- Genre: Documentary
- Written by: Gary Lang
- Directed by: Gary Lang
- Music by: Ken Myhr
- Country of origin: Canada
- Original language: English

Production
- Producer: Ed Barreveld
- Cinematography: José Manuel Gálvez Araiza Patrick McGowan
- Editor: Rob Ruzic
- Running time: 87 minutes
- Production company: Storyline Entertainment

Original release
- Network: Hot Docs
- Release: April 29, 2021
- Network: TVOntario Knowledge Network
- Release: May 25, 2021

= The Face of Anonymous =

Canadian documentary film

The Face of Anonymous is a Canadian documentary television film, directed by Gary Lang and released in 2021. The film is a portrait of Christopher "Commander X" Doyon, a senior figure in the computer hacktivist collective Anonymous who spent several years living on the streets of Toronto as a homeless person after fleeing the United States due to criminal prosecution.

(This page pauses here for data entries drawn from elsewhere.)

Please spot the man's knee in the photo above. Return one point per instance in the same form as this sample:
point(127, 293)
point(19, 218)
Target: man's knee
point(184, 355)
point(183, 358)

The film premiered at the Hot Docs Canadian International Documentary Festival on April 29, 2021, in advance of its television broadcast on May 25 on TVOntario. A few weeks after the film's broadcast, Doyon was extradited from Mexico, where he was residing at the time, back to the United States to face prosecution.

The film was a Canadian Screen Award nominee for Best Documentary Program at the 10th Canadian Screen Awards in 2022.